Last Week ending on Friday (19th November 2010) NIFTY ended in red at 5890.30 with the loss of around 3% as compared to the last week’s closing of 6071.65. After making a life time high on the closing basis, NIFTY has witnessed a severe correction of almost 7% or say of 422 points. Last week was quite volatile for NIFTY, with series of negative news domestically and globally. Unveiling of 2G Spectrum Allocation Scam and a dramatic downturn in SKS MICROFINANCE’s collections led to a good selloff in TEELCOM, BANKING & FINANCE Sectors. Apart from this, Textile Units across the country have gone on a strike against the extreme increase in cotton prices, which led to a selloff in TEXTILE Sector. On the Global Front, lifting of rates by The Bank of Korea by a quarter-point to 2.50%, and hiking of reserve requirement ratio by 50 BPs by Peoples Bank of China (PBOC) to combat inflation led to a selloff in the Markets all over the globe. China also limited investment in real estate by foreign individuals and companies. Foreigners will be limited to a single residential property unit and companies will be permitted to purchase only commercial properties they intend to use. The rules are in addition to existing curbs imposed by some Chinese cities which restrict real estate investments by foreigners to a single property outside their principal residence. Apart from these, the debt worries in Ireland also invited bears to dominate the markets all over globe. Last week, NIFTY made a Bearish three Outside Down Pattern, which confirmed the formation of Bearish Engulfing Candlestick Pattern, formed last week. For the week, NIFTY made a high of 6144.05, while a low of 5890.30. NIFTY is approaching slowly and slowly towards its 40-Days EMA (Exponential Moving Average) of 5522.61 and has breached the 20-Days EMA of 6097.40.
NIFTY may now drag to the levels of 5600/5500 in the coming weeks with TELECOM, REALTY & INFRA, BANKING & FINANCE, TEXTILE, OIL & GAS, METALS and IT Sectors in pressure.
Majority of the International Indices have retraced back from their important resistance levels after touching them, raising the expectation of more of a correction in next coming weeks, hence a cautious approach is recommended while trading in the markets. Traders are suggested to trade cautiously by following Strict Stop Losses and avoid making fresh investments at this point of time.

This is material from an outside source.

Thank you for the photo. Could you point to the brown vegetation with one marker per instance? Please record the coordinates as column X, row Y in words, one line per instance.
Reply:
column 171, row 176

On the Global front, in Asia, Japan will release its October trade report this week, while Thailand, Malaysia and the Philippines will all release third-quarter GDP data. In Europe, German economic data will be in focus next week, with third-quarter gross domestic product and the Ifo business-climate index on tap. In US, PC giant, HP will report fourth-quarter earnings. Also there's a raft of economic data, including home sales, jobless claims and consumer spending.